Syria, it seems, finally feels in a position to ‘clean the Augean Syrian stables’ from its extremist insurgents. They want them cleaned out from Al-Tanf and from Idlib -- and are acting on this with Russian and Iranian support.
The complication here is that Turkey has supported the radical groups in Syria -- particularly in Idlib Province -- and it has its own forces on the north-eastern frontier of Syria, combatting the Kurdish PKK militants.
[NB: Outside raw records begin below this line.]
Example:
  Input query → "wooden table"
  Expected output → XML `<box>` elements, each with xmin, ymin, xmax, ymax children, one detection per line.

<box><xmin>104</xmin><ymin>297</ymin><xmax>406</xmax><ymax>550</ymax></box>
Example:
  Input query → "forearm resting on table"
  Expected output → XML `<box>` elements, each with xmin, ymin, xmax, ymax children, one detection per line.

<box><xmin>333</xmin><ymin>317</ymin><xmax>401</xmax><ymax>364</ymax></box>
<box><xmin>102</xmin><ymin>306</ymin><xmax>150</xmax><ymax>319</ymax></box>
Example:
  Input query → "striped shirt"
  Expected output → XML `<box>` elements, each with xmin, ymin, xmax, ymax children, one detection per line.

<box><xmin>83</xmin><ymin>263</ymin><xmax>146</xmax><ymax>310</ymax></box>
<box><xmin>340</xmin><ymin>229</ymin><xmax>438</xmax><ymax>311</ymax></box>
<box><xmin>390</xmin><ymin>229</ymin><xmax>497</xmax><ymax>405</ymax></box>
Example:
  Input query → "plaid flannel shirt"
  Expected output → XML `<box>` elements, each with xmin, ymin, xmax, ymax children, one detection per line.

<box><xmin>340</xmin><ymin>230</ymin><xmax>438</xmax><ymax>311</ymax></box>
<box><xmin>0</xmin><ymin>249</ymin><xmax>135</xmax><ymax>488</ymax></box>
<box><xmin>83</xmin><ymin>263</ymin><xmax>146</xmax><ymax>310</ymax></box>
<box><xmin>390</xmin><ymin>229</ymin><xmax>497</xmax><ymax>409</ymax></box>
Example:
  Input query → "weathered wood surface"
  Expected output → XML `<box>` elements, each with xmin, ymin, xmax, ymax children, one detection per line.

Yet "Israel" imagines that by hitting Iranian ‘assets’ in Syria, it can deter Hezbollah in the Sheba’a Farms area of occupied Lebanon. "Israel’s" assumption is wrong – and its actions trigger anger amongst this trifecta of big players. It hardens their determination to retaliate. The region is dry tinder. One spark would be sufficient.
Both Syria and Iraq are on the cusp of metamorphosis in the wake of the tectonic shift sweeping the Region, as well as the fusion of BRICS, SCO, and Eurasian Economic Community into a single massive bloc -- heralded for later this August.
Change is ineluctable. If "Israel" intervenes -- imagining it to be helping America -- it is likely to prove to be a strategic mistake: theirs could be precisely the spark to set this entangled transition on fire. Any conflict will not spare "Israel".